Karla said, “We need you to settle something for us. That door…has it always been there?”
Jerry blinked. “What?”
Karla pointed. “That door. Right there. Have we always had a door there?”
“Of course we have. That goes to Receiving. You’ve both been through there a thousand times. We don’t have time for—“
“No, not the receiving door. The receiving door is beige. I mean the one sort of next to Receiving. The gray primer-colored one.”
Jerry squinted and winced through a flash headache. Then he realized which door Karla and Stan were talking about, and his irritation grew. “Of course it’s always been there. It’s a door. They don’t just grow out of walls.”
“I remember…” Stan paused. “I remember the door being there forever. But I don’t remember…remembering that…yesterday.” He shook his head and went back to making coffee.
Karla said, “If it’s always been there, what’s behind it? Stan and I have been arguing about it.”
“It’s a storage closet. That’s where we keep the…” Jerry trailed off. This was ridiculous. This was his store. 10 years he’d been doing this. He knew what was behind this door. That headache just made him forget for a second.
A man, very tall and very very thin, rested a gentle hand on Jerry’s shoulder. “Excuse me. Do you have any Tennyson? A hilarious man. I’m quite overdue for a re-read.”
Karla shook her head, like she was trying to clear it, and said, “Of course. Come this way.”
Jerry stared at the door for a moment longer. Then another customer required his attention, and it slipped his mind. After all, it had always been there.
The rest of the evening was insanely busy. The cashiers kept asking Jerry to approve transactions in unusual currencies, things no policy could cover. He found himself saying yes to as many as he could, and he found himself glad for doing so. Some were straight book swaps. He was surprised by the titles people were willing to part with. Apparently he traded a pretty good edition of Butler’s Parable of the Sower for “one perfect song in perpetuity,” whatever that meant. He just knew he wanted to go to karaoke later.
The bookstore normally closed at 10 on weekends, but closing seemed unthinkable. Until midnight the customers kept them all busy with strange requests. He thought he heard one customer in the café ask for a cup of tears. When Stan replied that he didn’t have any, the customer happily ordered an oat milk latte instead.
Then, the lines grew shorter. Fewer and fewer people required Jerry’s attention. Then the last customer left with their purchase (an adult coloring book and seven copies of the same edition of War and Peace—Jerry hadn’t even known they had that many. He hadn’t sold that many copies of that book in the whole time he’d had the bookstore).
And the place was empty.
Jerry, Karla, and Stan cleaned up, exhausted. There was something slightly different about all of them, in ways Jerry couldn’t explain and would soon forget to notice. As they did a final walkthrough of the book floor, something caught Jerry’s attention, something about the back wall, but he couldn’t put his finger on it. “Hey, Karla?” he called. “Do you member why you called me back here earlier?”

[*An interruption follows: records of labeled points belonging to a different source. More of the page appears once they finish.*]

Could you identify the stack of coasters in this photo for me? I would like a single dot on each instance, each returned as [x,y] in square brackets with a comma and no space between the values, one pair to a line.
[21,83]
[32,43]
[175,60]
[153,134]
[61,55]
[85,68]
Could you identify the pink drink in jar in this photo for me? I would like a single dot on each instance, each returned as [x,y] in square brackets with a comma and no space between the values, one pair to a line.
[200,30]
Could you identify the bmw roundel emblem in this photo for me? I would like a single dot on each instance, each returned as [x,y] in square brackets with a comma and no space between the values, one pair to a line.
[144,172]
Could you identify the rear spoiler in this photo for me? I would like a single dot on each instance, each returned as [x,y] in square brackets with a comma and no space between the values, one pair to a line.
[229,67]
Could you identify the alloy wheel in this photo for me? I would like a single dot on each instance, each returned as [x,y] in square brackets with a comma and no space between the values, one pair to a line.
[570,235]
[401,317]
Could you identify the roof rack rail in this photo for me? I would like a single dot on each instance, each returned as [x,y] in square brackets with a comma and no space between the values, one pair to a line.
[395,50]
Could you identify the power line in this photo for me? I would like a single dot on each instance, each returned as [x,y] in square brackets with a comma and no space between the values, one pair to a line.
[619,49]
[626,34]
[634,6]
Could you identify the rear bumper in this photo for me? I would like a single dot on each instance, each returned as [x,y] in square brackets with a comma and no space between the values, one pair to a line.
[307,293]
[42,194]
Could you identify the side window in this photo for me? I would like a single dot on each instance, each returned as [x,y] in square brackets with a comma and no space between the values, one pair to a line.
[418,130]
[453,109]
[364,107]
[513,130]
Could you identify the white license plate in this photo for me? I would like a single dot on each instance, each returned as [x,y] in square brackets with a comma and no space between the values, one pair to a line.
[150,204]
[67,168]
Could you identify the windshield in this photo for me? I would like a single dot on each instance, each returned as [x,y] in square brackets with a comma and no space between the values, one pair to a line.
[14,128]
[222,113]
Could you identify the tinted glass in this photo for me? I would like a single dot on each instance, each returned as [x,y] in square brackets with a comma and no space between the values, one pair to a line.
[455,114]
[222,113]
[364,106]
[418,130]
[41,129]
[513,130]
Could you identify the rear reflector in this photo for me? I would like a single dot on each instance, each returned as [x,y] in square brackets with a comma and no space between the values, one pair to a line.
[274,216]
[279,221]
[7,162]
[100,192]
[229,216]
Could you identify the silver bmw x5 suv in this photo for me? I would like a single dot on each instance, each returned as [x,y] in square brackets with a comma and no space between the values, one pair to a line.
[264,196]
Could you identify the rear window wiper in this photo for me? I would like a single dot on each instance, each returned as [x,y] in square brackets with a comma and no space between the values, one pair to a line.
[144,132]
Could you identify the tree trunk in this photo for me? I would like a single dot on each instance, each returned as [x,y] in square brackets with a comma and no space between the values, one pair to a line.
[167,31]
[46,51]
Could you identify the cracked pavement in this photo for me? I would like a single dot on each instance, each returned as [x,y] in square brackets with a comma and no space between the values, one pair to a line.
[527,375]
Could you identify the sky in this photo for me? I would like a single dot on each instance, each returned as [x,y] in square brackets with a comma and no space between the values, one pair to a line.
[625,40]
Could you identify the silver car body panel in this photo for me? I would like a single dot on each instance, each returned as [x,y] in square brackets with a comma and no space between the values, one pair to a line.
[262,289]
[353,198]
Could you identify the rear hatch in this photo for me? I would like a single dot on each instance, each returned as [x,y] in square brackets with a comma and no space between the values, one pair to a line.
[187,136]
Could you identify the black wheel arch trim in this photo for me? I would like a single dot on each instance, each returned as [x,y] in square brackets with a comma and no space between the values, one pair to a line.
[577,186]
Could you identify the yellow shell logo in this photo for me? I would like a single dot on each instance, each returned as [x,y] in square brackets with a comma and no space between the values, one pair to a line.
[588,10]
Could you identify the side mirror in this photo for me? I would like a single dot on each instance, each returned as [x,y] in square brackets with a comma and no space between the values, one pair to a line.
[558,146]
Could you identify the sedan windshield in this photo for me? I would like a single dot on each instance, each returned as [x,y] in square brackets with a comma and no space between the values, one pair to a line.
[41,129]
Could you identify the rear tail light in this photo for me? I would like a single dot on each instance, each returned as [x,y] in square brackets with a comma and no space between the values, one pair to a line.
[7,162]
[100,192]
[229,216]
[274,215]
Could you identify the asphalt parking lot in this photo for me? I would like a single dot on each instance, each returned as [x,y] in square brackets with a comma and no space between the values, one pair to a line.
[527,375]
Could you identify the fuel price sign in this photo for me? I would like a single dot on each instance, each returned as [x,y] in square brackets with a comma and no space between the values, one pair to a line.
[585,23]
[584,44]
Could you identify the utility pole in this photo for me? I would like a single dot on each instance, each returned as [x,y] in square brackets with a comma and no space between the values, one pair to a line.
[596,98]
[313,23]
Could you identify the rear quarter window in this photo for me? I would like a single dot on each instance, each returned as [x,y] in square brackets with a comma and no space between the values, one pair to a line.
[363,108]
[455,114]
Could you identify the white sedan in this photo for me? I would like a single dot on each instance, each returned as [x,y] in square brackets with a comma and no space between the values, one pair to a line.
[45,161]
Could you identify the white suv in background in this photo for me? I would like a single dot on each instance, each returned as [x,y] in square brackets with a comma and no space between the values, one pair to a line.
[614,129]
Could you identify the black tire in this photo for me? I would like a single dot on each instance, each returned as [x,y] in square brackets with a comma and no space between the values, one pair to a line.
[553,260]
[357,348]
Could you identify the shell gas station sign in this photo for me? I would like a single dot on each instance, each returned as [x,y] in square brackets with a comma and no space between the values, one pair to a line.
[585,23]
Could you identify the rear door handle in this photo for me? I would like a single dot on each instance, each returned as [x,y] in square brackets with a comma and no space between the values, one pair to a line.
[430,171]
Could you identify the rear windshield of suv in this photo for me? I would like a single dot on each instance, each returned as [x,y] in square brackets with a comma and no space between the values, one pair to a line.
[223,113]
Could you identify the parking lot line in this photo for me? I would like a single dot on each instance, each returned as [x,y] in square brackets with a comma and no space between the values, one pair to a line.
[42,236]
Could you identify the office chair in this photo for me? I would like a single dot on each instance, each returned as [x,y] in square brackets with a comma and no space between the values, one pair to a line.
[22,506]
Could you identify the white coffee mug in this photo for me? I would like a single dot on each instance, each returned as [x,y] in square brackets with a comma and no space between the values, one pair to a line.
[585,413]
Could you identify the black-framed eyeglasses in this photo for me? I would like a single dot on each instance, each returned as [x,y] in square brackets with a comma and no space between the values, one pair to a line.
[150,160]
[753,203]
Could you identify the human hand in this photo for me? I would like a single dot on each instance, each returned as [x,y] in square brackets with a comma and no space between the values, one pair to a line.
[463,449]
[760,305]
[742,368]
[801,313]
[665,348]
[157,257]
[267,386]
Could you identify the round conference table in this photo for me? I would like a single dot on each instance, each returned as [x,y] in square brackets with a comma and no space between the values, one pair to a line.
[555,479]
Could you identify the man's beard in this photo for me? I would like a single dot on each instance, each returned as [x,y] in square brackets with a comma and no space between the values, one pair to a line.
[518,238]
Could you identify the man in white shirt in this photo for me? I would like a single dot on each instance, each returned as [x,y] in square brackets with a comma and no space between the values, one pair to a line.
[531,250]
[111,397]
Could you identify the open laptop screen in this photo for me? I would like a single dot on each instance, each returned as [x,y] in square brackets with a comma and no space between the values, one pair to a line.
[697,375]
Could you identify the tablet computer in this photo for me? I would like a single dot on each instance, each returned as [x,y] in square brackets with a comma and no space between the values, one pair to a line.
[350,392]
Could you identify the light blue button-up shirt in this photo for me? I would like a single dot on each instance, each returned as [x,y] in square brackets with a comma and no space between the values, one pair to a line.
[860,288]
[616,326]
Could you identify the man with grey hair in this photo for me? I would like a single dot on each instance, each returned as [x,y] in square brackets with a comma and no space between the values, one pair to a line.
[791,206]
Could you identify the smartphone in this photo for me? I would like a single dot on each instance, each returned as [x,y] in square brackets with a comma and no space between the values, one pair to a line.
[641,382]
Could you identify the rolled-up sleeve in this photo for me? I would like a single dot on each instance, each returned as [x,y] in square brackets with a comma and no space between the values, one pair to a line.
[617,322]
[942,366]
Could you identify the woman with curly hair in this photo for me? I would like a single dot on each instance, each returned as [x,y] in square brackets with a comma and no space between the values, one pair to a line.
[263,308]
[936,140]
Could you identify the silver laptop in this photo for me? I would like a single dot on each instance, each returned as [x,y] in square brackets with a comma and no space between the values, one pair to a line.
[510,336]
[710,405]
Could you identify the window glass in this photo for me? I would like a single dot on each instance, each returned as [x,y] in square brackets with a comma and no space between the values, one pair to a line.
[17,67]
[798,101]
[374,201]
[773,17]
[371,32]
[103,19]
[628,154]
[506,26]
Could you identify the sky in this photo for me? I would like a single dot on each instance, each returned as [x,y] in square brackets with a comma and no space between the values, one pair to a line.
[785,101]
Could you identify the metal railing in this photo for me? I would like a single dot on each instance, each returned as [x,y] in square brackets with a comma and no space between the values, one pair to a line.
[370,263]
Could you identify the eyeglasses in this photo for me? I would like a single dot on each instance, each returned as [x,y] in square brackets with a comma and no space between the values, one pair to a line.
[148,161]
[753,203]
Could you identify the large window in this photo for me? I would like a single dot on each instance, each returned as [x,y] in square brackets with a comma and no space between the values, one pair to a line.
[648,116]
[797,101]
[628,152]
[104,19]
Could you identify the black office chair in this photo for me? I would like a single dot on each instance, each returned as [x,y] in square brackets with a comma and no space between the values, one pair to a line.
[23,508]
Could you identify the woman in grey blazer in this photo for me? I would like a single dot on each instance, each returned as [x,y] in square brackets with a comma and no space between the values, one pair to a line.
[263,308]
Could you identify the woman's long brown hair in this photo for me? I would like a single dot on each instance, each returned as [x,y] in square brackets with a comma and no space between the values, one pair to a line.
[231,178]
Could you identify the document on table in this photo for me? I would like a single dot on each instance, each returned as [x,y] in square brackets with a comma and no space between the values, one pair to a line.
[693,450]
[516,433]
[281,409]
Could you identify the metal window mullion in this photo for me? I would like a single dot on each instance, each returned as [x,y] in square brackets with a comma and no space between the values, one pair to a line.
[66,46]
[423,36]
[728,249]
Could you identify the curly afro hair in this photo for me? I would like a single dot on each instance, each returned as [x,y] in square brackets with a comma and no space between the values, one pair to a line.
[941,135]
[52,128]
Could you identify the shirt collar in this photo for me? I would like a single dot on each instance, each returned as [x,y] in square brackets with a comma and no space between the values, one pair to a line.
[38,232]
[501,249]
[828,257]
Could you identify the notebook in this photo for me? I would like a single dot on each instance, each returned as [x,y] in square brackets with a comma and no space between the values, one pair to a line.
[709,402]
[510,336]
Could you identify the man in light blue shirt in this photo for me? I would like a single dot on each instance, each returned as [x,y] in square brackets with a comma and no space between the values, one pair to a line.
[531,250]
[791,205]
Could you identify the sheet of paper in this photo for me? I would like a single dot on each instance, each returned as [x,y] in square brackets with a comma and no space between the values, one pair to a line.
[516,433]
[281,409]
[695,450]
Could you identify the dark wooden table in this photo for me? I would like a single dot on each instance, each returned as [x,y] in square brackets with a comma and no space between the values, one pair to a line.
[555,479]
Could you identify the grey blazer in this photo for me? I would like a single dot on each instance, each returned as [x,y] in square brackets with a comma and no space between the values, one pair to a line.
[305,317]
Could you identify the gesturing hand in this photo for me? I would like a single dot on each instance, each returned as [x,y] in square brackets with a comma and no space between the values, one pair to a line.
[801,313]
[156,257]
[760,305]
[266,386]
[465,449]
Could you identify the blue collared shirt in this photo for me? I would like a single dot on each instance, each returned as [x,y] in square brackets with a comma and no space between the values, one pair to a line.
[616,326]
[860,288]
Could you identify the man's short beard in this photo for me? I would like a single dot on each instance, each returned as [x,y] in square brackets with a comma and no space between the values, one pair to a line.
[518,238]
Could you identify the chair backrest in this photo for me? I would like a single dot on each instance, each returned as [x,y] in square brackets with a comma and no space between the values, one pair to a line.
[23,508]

Karla joined him and took a long look at the back wall. “Didn’t I need you to get something from Receiving?”
Jerry hesitated. “Yes, that must be it.” He looked at the beige door. Something was bothering him about it still.
As they all left the store together, Jerry said, “Hey, I know it was a long night, but is anybody interested in karaoke? I have a song I want to try out.”
To his surprise, they all agreed.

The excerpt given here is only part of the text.